As Mercersburg Academy's 2003-04 Jacobs resident, Bryan will be on campus through Wednesday, visiting classes and meeting with students and faculty.
His lecture, "Deep Like the Rivers: African-American Poetry and Spirituals and African Folk Tales," started with a dramatic recitation of Langston Hughes' poem, "My People," which he said "affirms who we are; then we can reach out and draw upon all the other peoples of the world."
Bryan said that because many children disassociate the voice with the printed word, he always holds a book in front of him when he recites poetry for young children, even if he can't find the right page in the book.
"The voice comes from the printed word," he said.
"We know English and American poetry mostly from the page; there are no 'concerts' by someone who knows the poetry and wants to share it," he said. "We bring it alive through the voice - that's the only way poetry really lives."
With an expressive voice and gestures, Bryan read "Beautiful Blackbird," the children's book for which he received the 2004 Coretta Scott King award.
The motif on which the book is based comes from Zambia, he said.
"I use the spirit of oral tradition in the way I tell the story."
In the book, when Ring Dove receives a ring of black on his neck from Blackbird, all the other birds beg Blackbird for black markings of their own.
"A touch of black was all it took," the birds sing when he complies with their wish. "Black is beautiful."
"They were enhanced by their decorations. We are all marked by the inspiration of others," Bryan said, adding that he is influenced by a Japanese artist. "We draw upon those markings that are good. We become the person we'd like to be."
Born in New York City in 1923, the son of immigrants from the Caribbean island of Antigua, Bryan was raised in the Bronx with five siblings. He learned through his early education that poetry lives through the human voice.
Bryan's "Beat the Story-Drum, Pum-Pum" was a Parents' Choice award and won the Coretta Scott King award for illustration, while "Lion and the Ostrich Chicks and Other African Folk Tales," "Ashley Bryan's ABC of African-American Poetry" and "What a Morning! The Christmas Story in Black Spirituals" were selected as Coretta Scott King Honor books.

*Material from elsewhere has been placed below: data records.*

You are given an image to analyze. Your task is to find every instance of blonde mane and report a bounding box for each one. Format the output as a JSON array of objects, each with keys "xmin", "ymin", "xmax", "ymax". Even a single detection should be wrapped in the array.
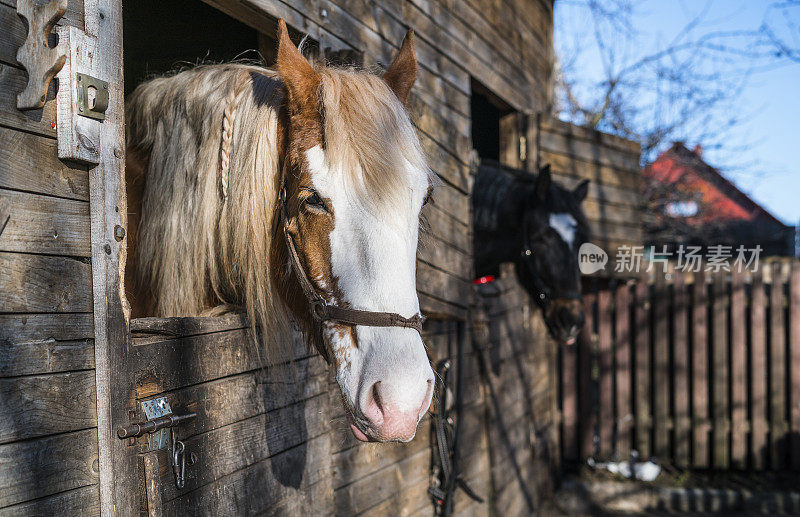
[{"xmin": 126, "ymin": 64, "xmax": 428, "ymax": 351}]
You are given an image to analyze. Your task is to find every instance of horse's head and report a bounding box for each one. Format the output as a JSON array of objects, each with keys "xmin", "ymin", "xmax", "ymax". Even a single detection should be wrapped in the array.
[
  {"xmin": 277, "ymin": 21, "xmax": 434, "ymax": 441},
  {"xmin": 517, "ymin": 165, "xmax": 589, "ymax": 344}
]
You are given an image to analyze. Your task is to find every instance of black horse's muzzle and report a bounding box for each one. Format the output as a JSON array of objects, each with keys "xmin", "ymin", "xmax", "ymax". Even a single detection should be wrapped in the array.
[{"xmin": 545, "ymin": 297, "xmax": 586, "ymax": 345}]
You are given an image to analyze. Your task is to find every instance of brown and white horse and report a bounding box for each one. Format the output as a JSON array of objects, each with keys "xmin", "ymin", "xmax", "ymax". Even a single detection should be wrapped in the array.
[{"xmin": 126, "ymin": 20, "xmax": 434, "ymax": 441}]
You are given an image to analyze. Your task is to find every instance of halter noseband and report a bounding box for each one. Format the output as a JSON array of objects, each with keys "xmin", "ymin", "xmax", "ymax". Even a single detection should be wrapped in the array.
[{"xmin": 278, "ymin": 184, "xmax": 425, "ymax": 363}]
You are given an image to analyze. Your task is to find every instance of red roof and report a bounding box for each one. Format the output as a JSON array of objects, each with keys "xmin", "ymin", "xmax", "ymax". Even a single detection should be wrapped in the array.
[{"xmin": 642, "ymin": 143, "xmax": 783, "ymax": 225}]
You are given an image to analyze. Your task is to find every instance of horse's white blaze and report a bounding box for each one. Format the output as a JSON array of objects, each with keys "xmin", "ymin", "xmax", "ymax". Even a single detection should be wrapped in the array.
[
  {"xmin": 306, "ymin": 146, "xmax": 433, "ymax": 428},
  {"xmin": 550, "ymin": 212, "xmax": 578, "ymax": 248}
]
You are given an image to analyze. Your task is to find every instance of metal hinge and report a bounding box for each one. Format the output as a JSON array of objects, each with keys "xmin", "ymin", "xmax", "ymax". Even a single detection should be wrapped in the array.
[{"xmin": 75, "ymin": 72, "xmax": 108, "ymax": 120}]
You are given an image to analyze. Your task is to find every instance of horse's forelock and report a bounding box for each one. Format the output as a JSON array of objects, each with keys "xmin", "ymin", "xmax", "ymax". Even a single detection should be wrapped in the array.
[{"xmin": 320, "ymin": 68, "xmax": 434, "ymax": 217}]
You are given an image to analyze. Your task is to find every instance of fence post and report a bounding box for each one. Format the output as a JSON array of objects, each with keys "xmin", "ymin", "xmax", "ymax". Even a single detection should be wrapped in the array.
[
  {"xmin": 615, "ymin": 282, "xmax": 633, "ymax": 460},
  {"xmin": 789, "ymin": 260, "xmax": 800, "ymax": 470},
  {"xmin": 750, "ymin": 268, "xmax": 769, "ymax": 470},
  {"xmin": 672, "ymin": 270, "xmax": 691, "ymax": 467},
  {"xmin": 578, "ymin": 294, "xmax": 596, "ymax": 459},
  {"xmin": 731, "ymin": 266, "xmax": 747, "ymax": 469},
  {"xmin": 652, "ymin": 268, "xmax": 670, "ymax": 461},
  {"xmin": 769, "ymin": 261, "xmax": 787, "ymax": 469},
  {"xmin": 711, "ymin": 271, "xmax": 730, "ymax": 469},
  {"xmin": 635, "ymin": 273, "xmax": 652, "ymax": 458},
  {"xmin": 692, "ymin": 268, "xmax": 709, "ymax": 468},
  {"xmin": 560, "ymin": 324, "xmax": 587, "ymax": 460},
  {"xmin": 597, "ymin": 288, "xmax": 614, "ymax": 459}
]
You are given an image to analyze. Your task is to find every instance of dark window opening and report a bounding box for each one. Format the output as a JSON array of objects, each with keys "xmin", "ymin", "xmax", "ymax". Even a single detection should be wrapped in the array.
[{"xmin": 470, "ymin": 79, "xmax": 519, "ymax": 167}]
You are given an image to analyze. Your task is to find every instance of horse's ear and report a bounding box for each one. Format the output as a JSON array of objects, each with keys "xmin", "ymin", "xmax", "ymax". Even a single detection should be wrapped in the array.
[
  {"xmin": 572, "ymin": 180, "xmax": 589, "ymax": 203},
  {"xmin": 383, "ymin": 29, "xmax": 417, "ymax": 106},
  {"xmin": 276, "ymin": 19, "xmax": 322, "ymax": 110},
  {"xmin": 536, "ymin": 164, "xmax": 551, "ymax": 201}
]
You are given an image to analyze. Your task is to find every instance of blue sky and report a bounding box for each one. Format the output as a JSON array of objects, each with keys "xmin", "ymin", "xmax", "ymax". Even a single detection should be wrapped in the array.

Bryan lives on an island off the coast of Maine. He said he spends his days painting and his evenings working on his writing, which includes retelling African folk tales and selecting from black American poets.
"When I find a motif I like, I open it for the voice. I use the devices of poetry in my prose. You can hear the voice of the storyteller even if you're reading it," he said at a reception following the speech.
Bryan added that he does some sketches while he's working on a book, but waits until he knows how the words are going to be set on the pages before he paints the final art.